大学事典 「建学の精神」の解説
建学の精神
けんがくのせいしん
大学は中世ヨーロッパにおける教師と学生の組合を起源とし,自然発生的なものであったが,13世紀には国王や都市の首長が目的を持って設置し,教皇や皇帝に認可を求めた。ナポリ大学(イタリア)は,皇帝に奉仕する官僚育成を目的とした。中世大学の衰退を経て,国民国家の成立とともに新しく大学が創設されると,その目的は創設の意図として明示されるようになり,ベルリン大学(ドイツ)はその典型である。近代日本においては,帝国大学が「国家ノ須要ニ応スル学術技芸ヲ教授」することを明確にした。私立高等教育機関は結社性が強く,キリスト教精神による人間育成(同志社・新島襄)など,創設者によって理念を闡明し,有志によって維持された。建学の精神に新たな脚光が当てられたのは,1990年代末に第三者による大学評価が示唆された時であり,多様な高等教育機関の評価のために重視された。現在,日本高等教育評価機構,短期大学基準協会は,建学の精神を評価の項目に入れている。
著者: 羽田貴史
[日本の私立大学]
私立大学(日本)では,創設者の学校設立の趣旨・理念が建学の精神として重んじられ,それに基づく方針により個性豊かで特色のある教育・研究が展開されてきた。国公立大学にも設立の目的・趣旨は存在するが,建学の精神というときは,通常,私立大学が念頭に置かれている。建学の精神に基づき長年にわたり醸成された学校の雰囲気や,教員・学生の気質等は,その学校の学風・校風として社会的に認知され,新たな入学希望者を惹き付けることになる。一方で,建学の精神とそれに基づく学則(日本)等を理由として学生の退学処分や教員の解雇が行われ,訴訟に発展した事例もある。

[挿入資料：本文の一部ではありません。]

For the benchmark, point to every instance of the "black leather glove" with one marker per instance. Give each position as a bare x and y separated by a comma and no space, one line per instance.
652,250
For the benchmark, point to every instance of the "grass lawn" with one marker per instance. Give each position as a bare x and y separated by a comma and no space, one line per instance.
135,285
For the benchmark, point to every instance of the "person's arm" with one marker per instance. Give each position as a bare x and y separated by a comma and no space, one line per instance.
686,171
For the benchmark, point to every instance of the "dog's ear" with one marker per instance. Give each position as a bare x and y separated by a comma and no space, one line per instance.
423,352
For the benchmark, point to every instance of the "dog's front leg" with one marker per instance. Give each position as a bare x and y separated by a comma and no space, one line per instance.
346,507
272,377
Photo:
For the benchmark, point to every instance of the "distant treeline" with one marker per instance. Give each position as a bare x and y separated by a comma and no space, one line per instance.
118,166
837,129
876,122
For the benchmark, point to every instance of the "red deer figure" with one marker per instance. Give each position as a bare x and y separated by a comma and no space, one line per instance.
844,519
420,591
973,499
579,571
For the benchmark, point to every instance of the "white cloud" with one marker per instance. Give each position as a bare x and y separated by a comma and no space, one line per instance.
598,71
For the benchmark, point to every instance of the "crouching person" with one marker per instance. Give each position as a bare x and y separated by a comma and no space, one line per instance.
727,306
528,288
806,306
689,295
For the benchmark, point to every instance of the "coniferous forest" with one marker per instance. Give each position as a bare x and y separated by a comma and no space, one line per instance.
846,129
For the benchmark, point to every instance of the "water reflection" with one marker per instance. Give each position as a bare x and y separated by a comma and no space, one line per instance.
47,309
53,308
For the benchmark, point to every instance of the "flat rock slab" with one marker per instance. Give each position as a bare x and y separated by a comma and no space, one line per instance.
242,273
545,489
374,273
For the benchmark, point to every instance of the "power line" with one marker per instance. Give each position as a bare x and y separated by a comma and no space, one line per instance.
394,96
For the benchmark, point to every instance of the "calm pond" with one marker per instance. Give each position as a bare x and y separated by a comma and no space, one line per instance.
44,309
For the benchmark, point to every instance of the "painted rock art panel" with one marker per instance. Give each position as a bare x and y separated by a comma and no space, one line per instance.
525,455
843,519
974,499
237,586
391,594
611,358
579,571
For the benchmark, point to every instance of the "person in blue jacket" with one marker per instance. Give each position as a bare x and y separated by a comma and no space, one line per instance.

第2次世界大戦後は,大学の設置認可が国公私立大学のいずれも同一の大学設置基準に基づき行われるようになったうえ,進学率の上昇による高等教育の大衆化・マス化が大学の規模拡大や総合大学化につながり,各大学の個性が失われて建学の精神の希薄化が進んだとされる時期もあった。しかし,1980年代以降,18歳人口の減少と高等教育のユニバーサル化を前にして,臨時教育審議会答申にみられるように,大学の個性化・自由化を求める声が強まり,1991年(平成3)には大学設置基準の大綱化(日本)が大綱化され,各大学が特色あるカリキュラム編成や個性的な学部再編を行うことが可能となった。近年も,文部科学省から大学の機能別分化を促す方向性が示されている。各大学が社会における存在意義を問われている現在,私立大学それぞれのミッションや個性・特色の淵源として,建学の精神の意味をあらためて考える必要性が指摘されている。
著者: 寺倉憲一
参考文献: 天野郁夫「建学の精神を問う」『大学改革を問い直す』慶應義塾大学出版会,2013.